El viaje se organizó con tiempo suficiente. La familia Gregori deseaba ir, pero con los niños pequeños no tuvieron fuerzas de emprender el viaje. No eran años de comodidades, menos aún por cuanto eran años de guerra. Los balcanes habían entrado en un conflicto desgarrador de violencias inusitadas que conmocionaron al mundo. Cualquier viaje a Medjugorje, en aquellos años, parecía una locura. Pero Don Pablo Martín no se achantaba, que no en vano un manchego en campiña romana ya era cosa de suyo meritoria. Y allá marchó, a Medjugorje.

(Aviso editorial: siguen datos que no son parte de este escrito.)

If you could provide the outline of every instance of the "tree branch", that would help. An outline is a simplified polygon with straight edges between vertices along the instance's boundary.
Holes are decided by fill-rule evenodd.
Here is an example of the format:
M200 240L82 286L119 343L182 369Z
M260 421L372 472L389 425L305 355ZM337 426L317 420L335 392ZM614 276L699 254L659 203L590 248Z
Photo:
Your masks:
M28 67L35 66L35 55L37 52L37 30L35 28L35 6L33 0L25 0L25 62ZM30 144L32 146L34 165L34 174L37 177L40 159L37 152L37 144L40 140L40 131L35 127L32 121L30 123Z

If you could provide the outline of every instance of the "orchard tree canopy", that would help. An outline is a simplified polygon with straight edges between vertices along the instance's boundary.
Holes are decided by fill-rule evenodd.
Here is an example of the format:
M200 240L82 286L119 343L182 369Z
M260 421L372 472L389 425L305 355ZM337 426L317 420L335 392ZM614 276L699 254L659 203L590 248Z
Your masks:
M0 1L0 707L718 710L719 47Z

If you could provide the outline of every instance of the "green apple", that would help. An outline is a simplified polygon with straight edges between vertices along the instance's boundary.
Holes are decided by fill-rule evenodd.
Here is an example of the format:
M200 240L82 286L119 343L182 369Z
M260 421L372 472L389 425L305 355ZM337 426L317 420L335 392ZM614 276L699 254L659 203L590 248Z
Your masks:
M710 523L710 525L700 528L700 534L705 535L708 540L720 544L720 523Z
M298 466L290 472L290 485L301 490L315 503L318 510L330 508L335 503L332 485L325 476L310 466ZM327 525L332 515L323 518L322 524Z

La idea era clara, debía volver con una talla de la Madonna de Medjugorje para la familia Gregori, y no una talla cualquiera, lo suficientemente cómoda para el viaje de vuelta, y lo suficientemente grande para que los Gregori la pusieran en el jardín de entrada a su casa.


Y cumplió la palabra. La Madonna de Medjugorje tomó asiento en el jardín romano de la familia Gregori
. Fabio, como buen manitas, se esmeró en que la Virgen tuviera digna acogida en su casa. Hornacina de piedra, al estilo de la gruta de Lourdes, y un lugar preponderante en el jardín. Podría parecer cosa menor, pero tenía doble valor para una zona industrial, y unos de los territorios más comunistas de Italia. Porque entonces, en aquellos años, su jardín era una extensión más cuidada que lindaba con la carretera, sin valla ni muro que diera intimidad. Luego, la hornacina de la Madonna más que privada era visible por cualquiera.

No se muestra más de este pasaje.